Dan bagi kita dimakruhkan untuk meninggalkan sesuatu dari sunnat-sunnat shalat juga dimakruhkan berpaling-paling dalam shalat dengan tidak ada keperluan. Namun demikian, hal itu tidak membatalkan shalat, selama tidak membelakangi kiblat.

Jumhur Fuqaha berkata: Berpaling sedikit, tidak membatalkan shalat. Dan dimakruhkan bagi kita memandang sesuatu yang melalaikan. Juga dimakruhkan kita shalat dengan mengikat rambut dan membiarkannya terurai ke belakang, supaya jangan terkena debu, seperti dimakruhkan kita menaikkan kain ke atas atau menyingsingkannya, supaya tepi-tepinya atau ujung-ujungnya tidak tekena debu. 

Dan dimakruhkan kita menjerjakkan tangan, membunyikan ruas tangan dan bertekan atas tempat sujud ketika sujud. 

Juga dimakruhkan kita menyapu batu-batu yang terdapat di tempat sujud di waktu shalat sebagaimana dimakruhkan kita mempermain- mainkan tangan dan menjerjakannya yang membimbangkan hati serta menghilangkan khusyuk.

Kita dimakruhkan merapatkan kaki kanan dengan kaki kiri dalam berdiri. Tetapi hendaklah direnggangkan dan jangalah terlalu jauh. Dan dimakruhkan kita memejamkan mata.

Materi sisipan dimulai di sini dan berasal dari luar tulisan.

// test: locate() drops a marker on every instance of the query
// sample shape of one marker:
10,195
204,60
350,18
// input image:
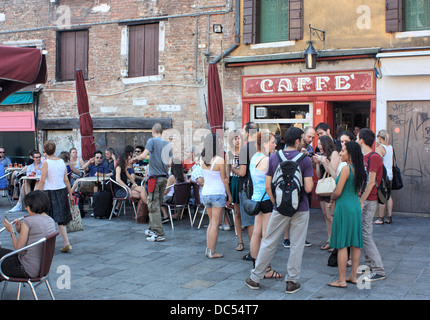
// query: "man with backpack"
373,164
293,209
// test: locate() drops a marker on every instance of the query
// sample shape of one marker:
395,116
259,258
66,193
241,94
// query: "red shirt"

Menyapu dahi dalam shalat dari debu, dimakruhkan pula.

Di makruhkan kita berhenti dari membaca umpamanya, untuk melapangkan hati, terkecuali kalau sedang dipengaruhi oleh kegundahan yang sangat. Berdiri dengan berat sebelah, dimakruhkan. 

Dalam pada itu, dibolehkan kita menghitung ayat-ayat yang kita baca. Tentang menghitung tasbih, menurut pendapat Abu Bakar (seorang ulama besar dalam Madzhab Hanbali) dibolehkan juga. Berisyarat dalam shalat, boleh. Membunuh kutu dalam shalat lebih baik jangan dilakukan.

Apabila menguap dalam shalat, hendaklah kita menutup mulut. Apabila kita tidak dapat menahan ludah, hendaklah kita meludah di kain dan hendaklah kita gosok-gosokkan kain itu. Kalau diluar masjid, hendaklah diludahkan di sebelah kiri, atau ke bawah kaki. Gerakan yang sedikit dalam shalat dimaafkan. Demikian uraian Ibnu Qudamah.

Dengan mempelajari gerakan-gerakan yang dimakruhkan yang dikemukakan oleh tokoh-tokoh Madzhab Hanbali yang besar itu, dapatlah kiranya kita membandingkan dengan gerakan-gerakan yang dimakruhkan oleh An-Nawawy, tokoh besar dalam Madzhab Asy-Syafi'y. 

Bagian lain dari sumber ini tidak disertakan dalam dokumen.